Cabinet revokes 20 per cent electricity tariff reduction
The Cabinet has revoked a 20 per cent reduction in electricity costs for non-domestic consumers which include commercial entities in Samoa.
The notice of the change in electricity tariffs was announced by the Electric Power Corporation (EPC) in a notice dated 9 October 2023 which was released to the media by the Government's press secretariat on Monday.
The EPC said in its notice that the change in electricity tariffs was made via the Order of the Cabinet – FK (23) 25 with the changes to go into effect from 1 November 2023.
"This order from Cabinet revokes the 20 per cent reduction on the cost of electricity for all non-domestic consumers, including commercial consumers," reads the EPC order.
"This Cabinet order approved for the tariff to be fixed and subject to review with respect to tariffs, rates or charges for the provision of electricity services by the Electric Power Corporation."
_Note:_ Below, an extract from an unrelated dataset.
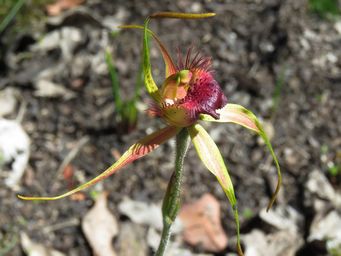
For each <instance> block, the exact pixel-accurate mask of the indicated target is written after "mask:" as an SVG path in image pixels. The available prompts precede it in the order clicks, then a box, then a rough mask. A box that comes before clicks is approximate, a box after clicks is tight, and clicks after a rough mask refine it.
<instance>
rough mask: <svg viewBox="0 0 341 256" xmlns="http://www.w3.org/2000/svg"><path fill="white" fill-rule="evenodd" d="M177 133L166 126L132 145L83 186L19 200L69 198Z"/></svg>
mask: <svg viewBox="0 0 341 256" xmlns="http://www.w3.org/2000/svg"><path fill="white" fill-rule="evenodd" d="M178 131H179V129H178V128H176V127H173V126H167V127H165V128H163V129H161V130H158V131H156V132H154V133H152V134H150V135H148V136H146V137H145V138H143V139H142V140H140V141H139V142H137V143H135V144H134V145H132V146H131V147H130V148H129V149H128V150H127V151H126V152H125V153H124V154H123V155H122V156H121V158H120V159H118V161H117V162H115V163H114V164H113V165H111V166H110V167H109V168H108V169H107V170H105V171H104V172H102V173H101V174H100V175H98V176H97V177H95V178H94V179H92V180H90V181H88V182H86V183H84V184H83V185H80V186H79V187H77V188H75V189H73V190H71V191H69V192H66V193H64V194H61V195H59V196H53V197H29V196H21V195H18V197H19V198H20V199H23V200H57V199H61V198H63V197H67V196H70V195H72V194H74V193H76V192H78V191H80V190H83V189H85V188H88V187H90V186H92V185H94V184H96V183H97V182H99V181H101V180H103V179H105V178H107V177H109V176H110V175H112V174H113V173H115V172H116V171H117V170H119V169H121V168H122V167H124V166H125V165H127V164H129V163H131V162H133V161H135V160H136V159H139V158H141V157H143V156H145V155H146V154H148V153H150V152H152V151H153V150H154V149H156V148H157V147H158V146H159V145H160V144H162V143H164V142H165V141H167V140H168V139H170V138H171V137H173V136H174V135H176V134H177V132H178Z"/></svg>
According to the Cabinet order, the change in tariff is per unit of electricity for non-domestic consumers using prepaid meters (cash power and smart meters) with the E.P.C. now permitted to charge $1.02 per unit or kWh. For non-domestic consumers on induction meters (readable power), the E.P.C. is permitted to charge $1.05 per unit.
These charges were effective for all Government consumers on the 1st of July according to the orders issued by the Cabinet.
The notice which was signed by the E.P.C. General Manager, Faumui Tauiliili Iese Toimoana also emphasised that the existing tariff for domestic consumers such as individual households will remain unaffected by these changes.
Faumui, in a previous interview with this newspaper, said the E.P.C. is trying to speed up its plans and projects for Samoa's full transition to renewable energy and the removal of tariff reductions for public consumers including residential homes is not on the agenda.
"That will never happen because the 20 per cent reduction is in the government's manifesto or policy so it can never happen," said Faumui. "The policy changing happened right at the time when the fuel prices went up so yes there have been financial losses within the corporation due to that and it will continue if the fuel price keeps going up.
"That's why we're looking at transitioning to renewable energy as fast as we possibly could to avoid ongoing losses and that's the best solution as outlined in our launched plan.
"Again, it was the Cabinet directive that we followed on the revoking of the reduction bill for electricity for Government ministries [which went into effect in July this year] but I am confident that it will never happen to other consumers."
According to Faumui, part of the sector plan they launched last year for the transitioning of power supply to renewable energy is for Independent Power Producers (I.P.P.) to start producing power which is cheaper.